The North Sea Region VB programme is at its mid-way point. What advice would you like to convey to potential applicants in Priority 3?

‘Projects in Priority 3 are first movers in terms of applications and implementation. Almost all the funding in this priority has been allocated, leaving money for only couple of projects. So I suppose my number one tip would be, “Apply now!” if you have a good project idea in this area,’ advises Axel.*

‘Following on that,’ continues Jenny, ‘since we don’t have too much funding left it is worth thinking about whether an idea you have could also fit under another priority with a slightly different focus, for example, Priority 2. But what’s really important is that you are devoted to your idea, can clearly explain the need for the project, and are able to show that it must be done using transnational cooperation. For example, the Netherlands is severely threatened by climate change. As a result they are experts in climate adaptation, flood defence, and much more. So they can guide other countries, but they can also learn from the experience of others. Project applicants should always think about how they can disseminate their results so they can be applied in other member states in the region and other countries in the EU.’

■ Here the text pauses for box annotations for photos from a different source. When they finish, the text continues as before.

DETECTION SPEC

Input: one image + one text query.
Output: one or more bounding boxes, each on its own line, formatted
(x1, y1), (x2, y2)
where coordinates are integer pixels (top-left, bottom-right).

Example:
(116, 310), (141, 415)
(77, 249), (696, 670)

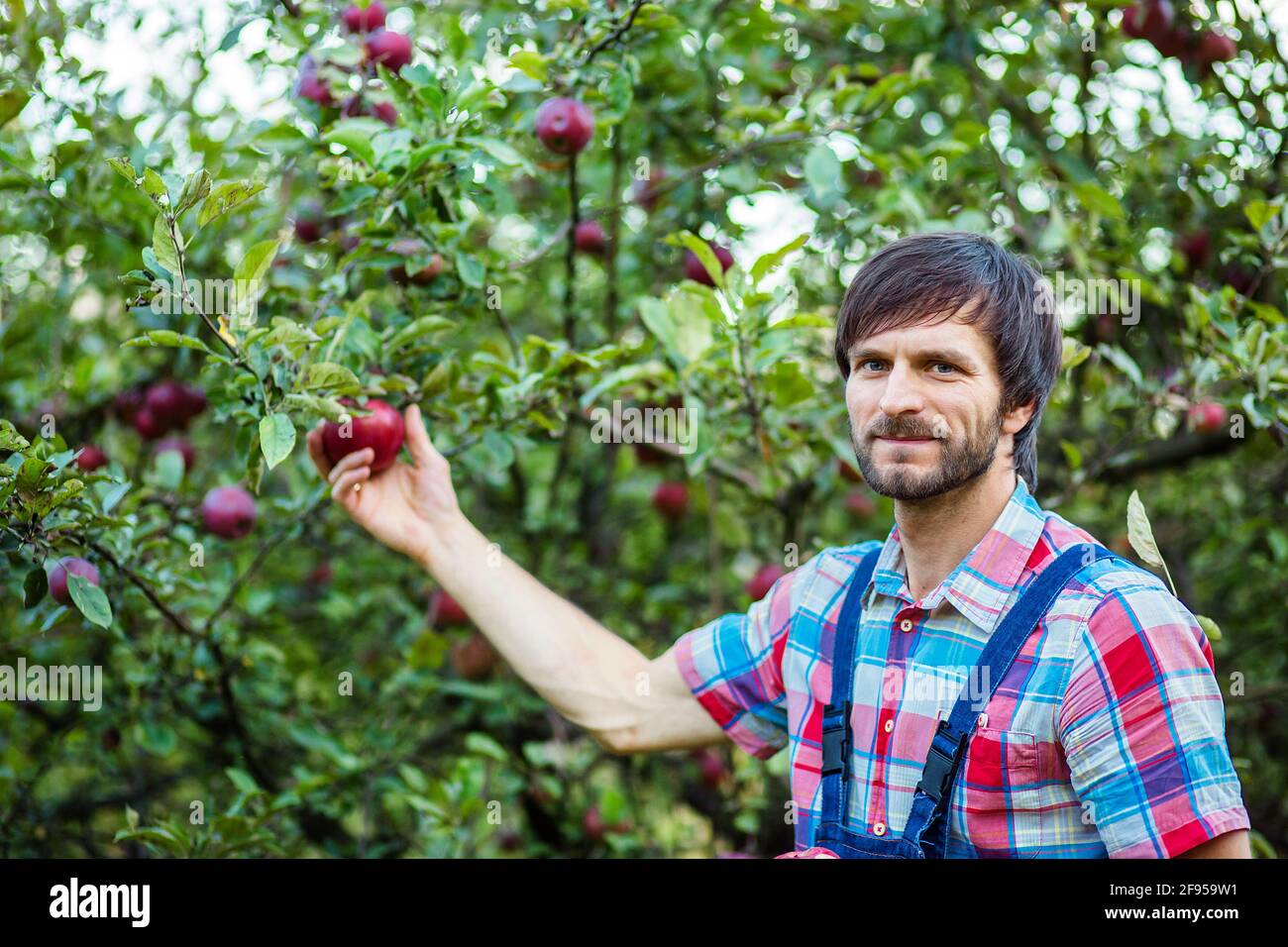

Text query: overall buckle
(917, 720), (965, 805)
(821, 701), (851, 776)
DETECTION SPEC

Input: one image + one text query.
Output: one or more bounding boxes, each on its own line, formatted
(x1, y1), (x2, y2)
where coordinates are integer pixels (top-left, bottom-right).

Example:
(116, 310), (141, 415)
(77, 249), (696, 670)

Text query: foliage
(0, 0), (1288, 856)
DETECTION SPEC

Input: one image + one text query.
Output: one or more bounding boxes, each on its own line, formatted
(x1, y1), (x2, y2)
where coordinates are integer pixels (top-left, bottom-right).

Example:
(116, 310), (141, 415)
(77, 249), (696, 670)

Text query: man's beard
(850, 411), (1002, 501)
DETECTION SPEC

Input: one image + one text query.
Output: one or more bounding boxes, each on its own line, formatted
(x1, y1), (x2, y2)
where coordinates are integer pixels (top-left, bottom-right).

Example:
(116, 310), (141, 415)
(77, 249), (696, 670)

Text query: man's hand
(308, 404), (461, 565)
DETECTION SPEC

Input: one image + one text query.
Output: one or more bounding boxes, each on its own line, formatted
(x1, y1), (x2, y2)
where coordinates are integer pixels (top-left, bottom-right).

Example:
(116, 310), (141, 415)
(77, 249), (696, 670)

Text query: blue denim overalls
(812, 543), (1138, 858)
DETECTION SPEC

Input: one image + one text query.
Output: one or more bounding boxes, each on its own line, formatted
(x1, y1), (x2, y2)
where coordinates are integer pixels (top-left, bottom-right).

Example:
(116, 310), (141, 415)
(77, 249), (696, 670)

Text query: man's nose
(881, 365), (924, 417)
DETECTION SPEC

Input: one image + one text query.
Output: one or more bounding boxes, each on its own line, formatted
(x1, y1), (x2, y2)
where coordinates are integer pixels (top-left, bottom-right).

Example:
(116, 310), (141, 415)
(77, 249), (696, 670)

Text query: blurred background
(0, 0), (1288, 857)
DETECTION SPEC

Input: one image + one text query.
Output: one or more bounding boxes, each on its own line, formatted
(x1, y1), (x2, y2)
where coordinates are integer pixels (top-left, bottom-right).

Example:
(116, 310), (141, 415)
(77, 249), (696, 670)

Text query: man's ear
(1002, 399), (1037, 434)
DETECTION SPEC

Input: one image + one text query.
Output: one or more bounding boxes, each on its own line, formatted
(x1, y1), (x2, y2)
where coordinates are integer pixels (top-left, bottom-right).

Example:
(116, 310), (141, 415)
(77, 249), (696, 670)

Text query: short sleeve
(674, 554), (821, 759)
(1059, 579), (1249, 858)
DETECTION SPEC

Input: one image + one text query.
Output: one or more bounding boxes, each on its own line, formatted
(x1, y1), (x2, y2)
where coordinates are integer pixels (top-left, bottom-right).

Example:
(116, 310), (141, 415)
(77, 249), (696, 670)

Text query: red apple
(574, 220), (608, 257)
(1198, 31), (1239, 65)
(536, 98), (595, 155)
(76, 445), (108, 473)
(426, 588), (471, 627)
(452, 631), (499, 681)
(653, 480), (690, 520)
(201, 485), (255, 540)
(340, 0), (385, 34)
(112, 385), (145, 424)
(49, 556), (98, 605)
(1189, 401), (1228, 434)
(143, 378), (189, 429)
(152, 437), (197, 473)
(743, 562), (787, 601)
(366, 30), (412, 72)
(1176, 230), (1212, 269)
(684, 245), (733, 286)
(845, 489), (877, 519)
(322, 398), (406, 473)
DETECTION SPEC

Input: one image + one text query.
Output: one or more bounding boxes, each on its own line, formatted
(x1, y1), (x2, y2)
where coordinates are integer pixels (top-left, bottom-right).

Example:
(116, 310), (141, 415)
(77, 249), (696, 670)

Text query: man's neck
(894, 467), (1017, 600)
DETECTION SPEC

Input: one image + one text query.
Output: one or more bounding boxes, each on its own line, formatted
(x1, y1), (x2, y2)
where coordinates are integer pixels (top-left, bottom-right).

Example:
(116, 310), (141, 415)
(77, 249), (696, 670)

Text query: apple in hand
(49, 556), (98, 605)
(201, 485), (255, 540)
(322, 398), (406, 473)
(536, 97), (595, 155)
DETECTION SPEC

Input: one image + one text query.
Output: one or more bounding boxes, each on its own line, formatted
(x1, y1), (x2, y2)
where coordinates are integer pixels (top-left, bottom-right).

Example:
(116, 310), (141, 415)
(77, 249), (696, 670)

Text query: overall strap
(905, 543), (1121, 843)
(819, 546), (881, 824)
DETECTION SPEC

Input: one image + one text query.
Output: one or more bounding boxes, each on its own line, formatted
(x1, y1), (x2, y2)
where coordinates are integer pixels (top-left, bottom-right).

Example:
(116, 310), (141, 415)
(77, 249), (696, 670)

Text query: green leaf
(197, 180), (266, 227)
(751, 233), (808, 282)
(299, 362), (362, 394)
(143, 167), (170, 207)
(456, 253), (486, 288)
(510, 49), (548, 82)
(1127, 489), (1163, 566)
(322, 119), (389, 164)
(0, 417), (31, 451)
(152, 214), (179, 274)
(174, 167), (210, 217)
(1194, 614), (1221, 642)
(107, 158), (139, 187)
(121, 329), (215, 356)
(67, 573), (112, 627)
(22, 566), (49, 608)
(259, 415), (295, 471)
(233, 240), (280, 288)
(152, 451), (184, 493)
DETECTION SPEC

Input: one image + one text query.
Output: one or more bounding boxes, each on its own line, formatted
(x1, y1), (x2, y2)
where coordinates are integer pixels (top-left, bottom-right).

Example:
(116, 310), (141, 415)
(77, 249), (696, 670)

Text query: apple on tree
(340, 0), (385, 34)
(322, 398), (406, 474)
(365, 30), (412, 72)
(684, 244), (733, 286)
(536, 97), (595, 155)
(49, 556), (98, 605)
(201, 485), (255, 540)
(653, 480), (690, 522)
(76, 445), (108, 473)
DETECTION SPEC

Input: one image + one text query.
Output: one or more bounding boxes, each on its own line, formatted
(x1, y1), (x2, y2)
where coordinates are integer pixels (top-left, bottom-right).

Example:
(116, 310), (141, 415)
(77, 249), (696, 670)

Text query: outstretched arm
(308, 406), (724, 753)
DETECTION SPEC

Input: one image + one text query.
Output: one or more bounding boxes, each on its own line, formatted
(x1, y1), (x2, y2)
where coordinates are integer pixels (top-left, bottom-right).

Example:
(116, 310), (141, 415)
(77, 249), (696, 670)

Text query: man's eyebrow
(850, 343), (979, 368)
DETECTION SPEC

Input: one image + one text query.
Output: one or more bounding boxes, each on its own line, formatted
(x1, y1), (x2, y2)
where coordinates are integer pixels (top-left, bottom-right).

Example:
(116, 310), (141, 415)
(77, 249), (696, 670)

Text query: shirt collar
(872, 476), (1046, 634)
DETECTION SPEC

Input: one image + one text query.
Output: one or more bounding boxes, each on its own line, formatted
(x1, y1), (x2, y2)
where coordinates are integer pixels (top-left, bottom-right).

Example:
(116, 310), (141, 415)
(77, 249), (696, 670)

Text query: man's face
(845, 316), (1027, 500)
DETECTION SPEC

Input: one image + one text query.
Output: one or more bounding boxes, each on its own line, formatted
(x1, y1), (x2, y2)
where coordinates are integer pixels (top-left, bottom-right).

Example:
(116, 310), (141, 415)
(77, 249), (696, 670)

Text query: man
(309, 233), (1250, 858)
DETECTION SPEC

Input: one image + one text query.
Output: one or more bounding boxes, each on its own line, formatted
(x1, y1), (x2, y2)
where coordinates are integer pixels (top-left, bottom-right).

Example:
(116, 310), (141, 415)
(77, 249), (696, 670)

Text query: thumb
(404, 404), (443, 471)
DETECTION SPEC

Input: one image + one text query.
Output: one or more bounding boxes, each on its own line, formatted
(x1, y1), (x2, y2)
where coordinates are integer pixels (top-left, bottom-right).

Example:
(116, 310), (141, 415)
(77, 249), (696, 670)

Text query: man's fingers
(327, 447), (376, 483)
(331, 464), (371, 502)
(304, 421), (331, 479)
(403, 404), (441, 471)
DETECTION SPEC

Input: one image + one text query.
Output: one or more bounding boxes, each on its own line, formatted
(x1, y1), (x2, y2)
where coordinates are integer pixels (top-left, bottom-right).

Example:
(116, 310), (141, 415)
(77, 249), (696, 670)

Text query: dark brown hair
(836, 231), (1061, 491)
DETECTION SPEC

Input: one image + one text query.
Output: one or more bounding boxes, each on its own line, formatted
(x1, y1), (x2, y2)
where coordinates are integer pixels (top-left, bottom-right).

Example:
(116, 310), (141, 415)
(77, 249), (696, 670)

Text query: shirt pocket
(953, 727), (1044, 858)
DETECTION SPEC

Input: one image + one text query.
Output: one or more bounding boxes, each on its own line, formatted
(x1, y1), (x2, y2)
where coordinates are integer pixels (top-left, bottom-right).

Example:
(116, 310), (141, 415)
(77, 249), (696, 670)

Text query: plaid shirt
(675, 478), (1248, 858)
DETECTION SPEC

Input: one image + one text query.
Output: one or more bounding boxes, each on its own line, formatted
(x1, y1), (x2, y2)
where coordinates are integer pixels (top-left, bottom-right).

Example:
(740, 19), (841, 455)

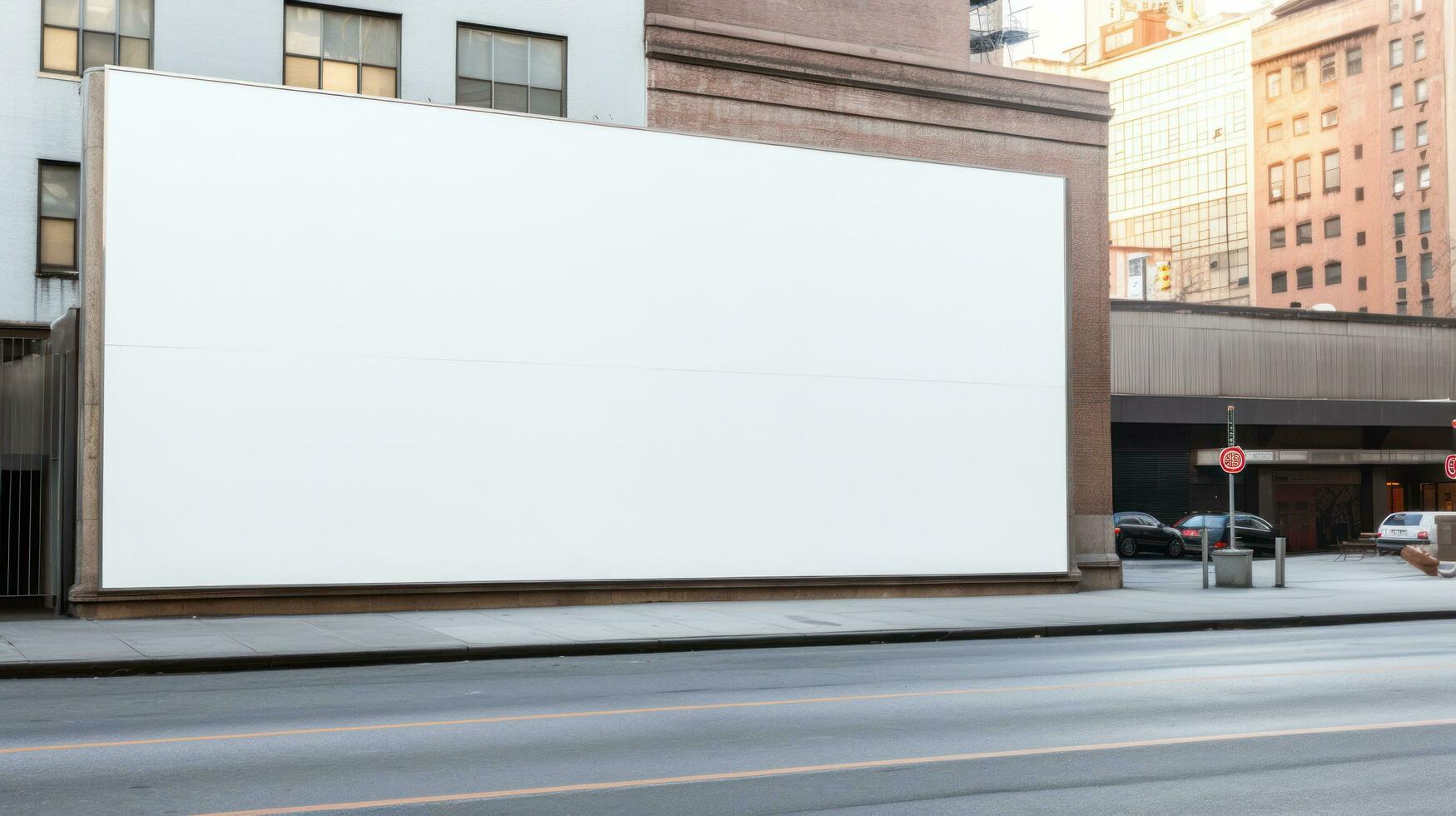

I understand you are working on helping some of the Priority 3 projects build a consortium or networking group. What is the aim of this group? How do you think will it further the aims of the programme?

‘Half of the approved projects in this priority are working with different aspects of improving resilience to climate change,’ explains Axel. ‘There is a conversation on extended cooperation among those projects. They are discussing whether it is possible to deliver a synthesis of the solutions and results developed by each project, which is more comprehensive and relevant for the programme area and will support better implementation of national and regional adaptation strategies. There is a long-term perspective, i.e. post-2020, of identifying adaptation challenges and needs. Climate change and its impacts are real; therefore, adaptation and resilience will also need to evolve. This initiative will help with that.’

* On 23-24 May 2018 the programme’s Monitoring Committee voted to approve a 5% over allocation of ERDF (European Regional Development Fund) in Priority 3, which means that there is an additional €1.839.794 available to projects approved from Call 5 onwards. The funding overview above reflects the updated amount of remaining ERDF.


Axel points to the North Sea Trail symbol during a hike in northern Jutland.

Axel has worked for many years on environmental and spatial planning at both the EU and international levels. He spent five of those in Brussels and three in Malaysia. In fact, he will celebrate 40 years in the Danish labour market on 6 June this year. During the Interreg NSRP IIIB programme period, he managed Danish funds for nature management, which co-funded Danish participation in the North Sea Trail project. ‘Working for the “other side” now, I find it fascinating and gratifying to be able to use the expertise I developed over 40 years and help projects develop their solutions and proofs of concept,’ Axel said. He lives with his wife in Hald Ege, which is close to the Joint Secretariat’s office in Viborg, Denmark. He has one daughter.

Jenny at the summit of Mount Kilimanjaro

Jenny is from Flensburg, Germany and has lived in Denmark for 1.5 years. She has also lived in Africa and the UK. ‘I like travelling,’ said Jenny. ‘I like getting to know the residents of the places I visit in order to learn about different cultures. One of the highlights of my travels was climbing mountain Kilimanjaro.’ When she is not traveling, Jenny enjoys being outdoors, especially close to the sea. She has recently taken up Stand Up Paddling (SUP), which is very popular in Aarhus, where she is based. Jenny joined the North Sea Region Programme after a couple of years with the Interreg IVA Syddanmark-Schleswig-K.E.R.N. programme.